|Location Map ( geo)|
|From:||Pont ar Ddibyn (SH760179)|
|To:||Bont Newydd (SH770201)|
|Distance:||2.1 miles (3.4 km)|
|Route outline (key)|
The B4416 is a short cut between the A470 and the A494 to the east of Dolgellau; however, whilst it is considerably shorter than sticking to the A roads, it is also narrow and winding making any time saving minimal. The road was originally unclassified but it gained its number in 1935.
The route is now a little longer than it once was, having grown slightly along the old A470 route when it was realigned through the bends north of the Cross Foxes Inn. So, the first couple of hundred metres are the old A470, which then disappears into long grass as nature reclaims the line. This has massively improved the junction with the A470, which used to be a sharp turn and drop at the same time, making it especially difficult to exit the B road.

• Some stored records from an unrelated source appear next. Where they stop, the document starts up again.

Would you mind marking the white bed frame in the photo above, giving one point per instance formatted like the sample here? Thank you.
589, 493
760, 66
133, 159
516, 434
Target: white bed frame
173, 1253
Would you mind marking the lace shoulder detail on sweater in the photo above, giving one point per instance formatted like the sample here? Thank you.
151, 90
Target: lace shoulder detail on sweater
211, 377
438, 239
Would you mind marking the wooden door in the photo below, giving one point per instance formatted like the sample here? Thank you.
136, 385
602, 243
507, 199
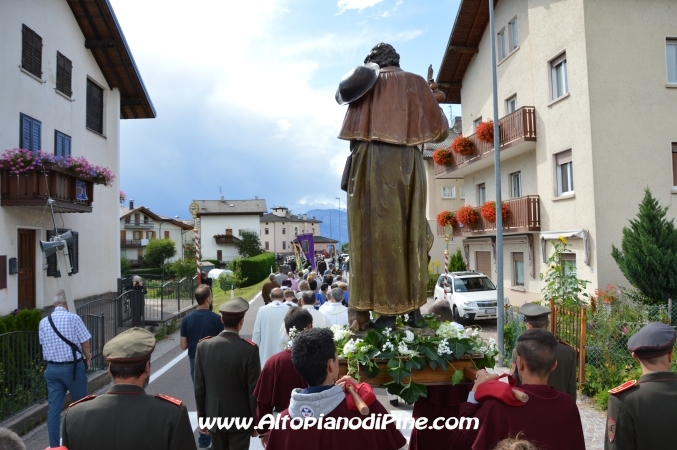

The B4416 then swings around through almost 180 degrees to cross the narrow Pont ar Ddibyn over the Afon Clywedog. This narrow single-track bridge is the worst bottleneck on the route, with difficult visibility lines when the trees are in leaf, and a sharp bend on the south end. The road then climbs up past a school and a series of churches into the village of Brithdir. This section of the road is marked on the map as being Roman, although with the number of bends it seems possible that the Roman line may have been forsaken at some point!
A sharp left-hand bend in the village takes us off the Roman line, which seems to continue past a fortlet for a couple of miles before disappearing on the hillside. Scattered houses continue alongside our road, making the village seem bigger than it really is, and then a steep descent around a sharp bend brings the road down to Bont Newydd over the Afon Wnion. This bridge once crossed the railway line too on the further bank, although today it is so overgrown with trees that it is difficult to tell you are even crossing a bridge! On the far side of the bridge, the B4416 ends on the A494, at a crossroads with limited visibility. The unclassified road opposite climbs steeply up the side of the valley, while the A494 sticks to the riverside as it winds through the trees.